ACM repair requires more than just the ability to read and follow the often vague steps in a technical manual (chiefly the Structural Repair Manual (SRM). Performing quality repairs demands more than mechanical skills - it requires the skill of a dedicated artisan. The technician must have a broad knowledge of materials and the knowledge of how these materials can and cannot be used to achieve that high quality repair - one that returns the part as close as possible to the original strength and stiffness without adding extra weight or protrusions that could affect airflow and/or the balance of critical flight controls.
Pamper your composite structures
Unlike metallic materials, ACM requires a certain amount of "pampering." They require acute cleanliness and precise control over critical shelf life and processing. They require dedicated and meticulous record keeping. Most materials repair require storage at low temperature refrigeration (freezing) to retard the curing of prepregs (tape or fabric pre-impregnated with resin and partially cured to a B-stage condition), and specially- formulated adhesives such as films and foaming adhesives. These materials are only allowed to remain out of the freezer environment for a short period of time before they have advanced through chemical reaction that would disallow these materials to be incorporated into a repair. Therefore, the technician must document the time a material is removed from the freezer and when it is returned to the freezer after use. This time is referred to as out-time and is typically limited to 7 to 21 days.

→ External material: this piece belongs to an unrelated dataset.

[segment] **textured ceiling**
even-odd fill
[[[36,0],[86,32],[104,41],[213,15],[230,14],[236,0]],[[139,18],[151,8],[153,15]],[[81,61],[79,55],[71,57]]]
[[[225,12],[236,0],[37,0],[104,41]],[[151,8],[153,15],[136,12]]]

There are many ancillary materials that are used in the repair process as well. Ancillary materials are those that are used to aid and assist the curing process to tailor the cure to achieve the required fiber-resin ratio. They also provide the ability to produce a patch that bonds to the part and not to other materials. The most common ancillary materials include:
• Release films/fabrics
• Bleeder and breather cloth
• Vacuum bagging films
• Vacuum bag sealant (tacky) tape
Each of these materials is available in various composition, thickness, and temperature ranges. A release film/fabric is used in contact with the resin/adhesive or where control of resin flow is required. Non-porous release film/fabric is often referred to as a separator, in that if resin/adhesive contact is made on one side, it does not pass through to the other. Porous or perforated release films/fabric allows resin and air to pass through, yet it is easily removed from the part after the cure.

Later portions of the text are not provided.